The aim of Correspondence Analysis is to represent as much of the inertia on the first principal axis as possible, a maximum of the residual inertia on the second principal axis and so on until all the total inertia is represented in the space of the principal axes. One can show that the number of dimensions of the space is equal to min(m1, m2)-1.
Four approaches of the Correspondence Analysis are proposed by XLSTAT:
Classical Correspondence Analysis (CA)
Non-Symmetrical Correspondence Analysis (NSCA)
Correspondence Analysis using the Hellinger distance (HD)
Detrended Correspondence Analysis (DCA)
Options for Correspondence Analysis in XLSTAT
Non-Symmetrical Correspondence Analysis
Non-Symmetrical Correspondence Analysis (NSCA), developed by Lauro and D’Ambra in 1984, analyzes the association between the rows and columns of a contingency table while introducing the notion of dependency between the rows and the columns, which leads to an asymmetry in their treatment.
The XLSTAT algorithm allows computing both CA and the related method of NSCA in a similar way.
Advanced Correspondence Analysis
The Advanced analysis option in the dialog box allows you to choose the type of analysis you want to perform on the data. The analysis on supplementary data and the analysis of a subset are only active if the selected data correspond to a contingency table or a more general two-way table. The possible options are:
Supplementary data: If you select this option you may then enter the number of supplementary rows and/or columns. Supplementary rows and columns are passive data that are not taken into account for the computation of the representation space. Their coordinates are computed a posteriori. Notice that supplementary data should be the last rows and/or columns of the data table.

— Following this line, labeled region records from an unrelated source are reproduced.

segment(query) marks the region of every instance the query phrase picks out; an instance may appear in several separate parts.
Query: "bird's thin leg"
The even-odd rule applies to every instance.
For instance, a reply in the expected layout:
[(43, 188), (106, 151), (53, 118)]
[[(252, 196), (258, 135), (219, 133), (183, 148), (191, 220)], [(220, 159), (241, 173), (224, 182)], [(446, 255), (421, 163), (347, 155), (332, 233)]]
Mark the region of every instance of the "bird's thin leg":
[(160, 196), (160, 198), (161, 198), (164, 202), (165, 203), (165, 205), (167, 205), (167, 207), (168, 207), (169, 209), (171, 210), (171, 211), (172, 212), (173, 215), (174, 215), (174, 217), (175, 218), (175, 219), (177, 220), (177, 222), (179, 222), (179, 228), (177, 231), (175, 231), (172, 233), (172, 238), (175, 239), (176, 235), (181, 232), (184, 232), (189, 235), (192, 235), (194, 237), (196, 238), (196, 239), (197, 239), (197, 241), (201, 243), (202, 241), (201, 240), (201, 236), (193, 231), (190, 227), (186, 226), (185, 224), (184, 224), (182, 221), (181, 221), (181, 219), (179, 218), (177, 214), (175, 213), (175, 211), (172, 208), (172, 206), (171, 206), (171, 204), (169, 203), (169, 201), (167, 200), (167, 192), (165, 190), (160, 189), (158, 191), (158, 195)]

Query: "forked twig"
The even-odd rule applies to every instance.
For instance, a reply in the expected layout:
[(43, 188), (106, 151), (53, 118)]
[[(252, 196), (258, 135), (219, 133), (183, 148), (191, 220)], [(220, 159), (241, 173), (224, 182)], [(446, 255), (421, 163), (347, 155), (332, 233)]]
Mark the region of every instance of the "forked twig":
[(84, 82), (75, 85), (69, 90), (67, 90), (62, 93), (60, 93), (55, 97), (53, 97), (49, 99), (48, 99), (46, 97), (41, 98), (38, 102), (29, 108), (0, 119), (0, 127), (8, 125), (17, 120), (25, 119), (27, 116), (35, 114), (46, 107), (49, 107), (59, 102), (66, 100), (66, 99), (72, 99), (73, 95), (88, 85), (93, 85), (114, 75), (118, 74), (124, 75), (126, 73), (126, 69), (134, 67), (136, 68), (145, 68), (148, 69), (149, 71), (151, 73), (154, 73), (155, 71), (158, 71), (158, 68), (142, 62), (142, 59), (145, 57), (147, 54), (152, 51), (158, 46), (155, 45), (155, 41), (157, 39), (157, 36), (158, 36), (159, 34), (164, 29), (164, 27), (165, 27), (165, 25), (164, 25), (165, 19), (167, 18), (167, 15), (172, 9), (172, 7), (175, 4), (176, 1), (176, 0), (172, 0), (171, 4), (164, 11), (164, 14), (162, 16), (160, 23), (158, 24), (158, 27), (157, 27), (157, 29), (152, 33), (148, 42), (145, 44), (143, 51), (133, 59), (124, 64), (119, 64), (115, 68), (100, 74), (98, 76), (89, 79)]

Subset analysis: If you select this option you can then enter the number of rows and/or columns to exclude from the subset analysis. See the description section for more information on this topic. Notice that the excluded data should be the last rows and/or columns of the data table.
Detrended Correspondence Analysis: If you select this option you may then enter the parameters that are useful for the calculations, i.e. the number of segments to cut the axes and the number of rescalings to perform. By default, the number of segments is set to 26 and the number of rescalings is set to 4.
The Detrended Correspondence Analysis (DCA) is a method proposed by Hill and Gauch (1980), mainly used on ecological data. The aim of this method is to correct drawbacks (e.g. "arc effect") encountered when using classical CA.
Distance measures in Correspondence Analysis
The Distance option in the dialog box lets you compute a Correspondence Analysis based on the Chi-square distance or on the Hellinger distance as proposed by Rao (1995).
Chi-Square: Select this option to compute classical Correspondence Analysis.
Hellinger: Select this option to compute Correspondence Analysis based on Hellinger distance (HD). This option is not available if the "Non-symmetrical analysis" option has been selected or the case of the Detrended Correspondence Analysis.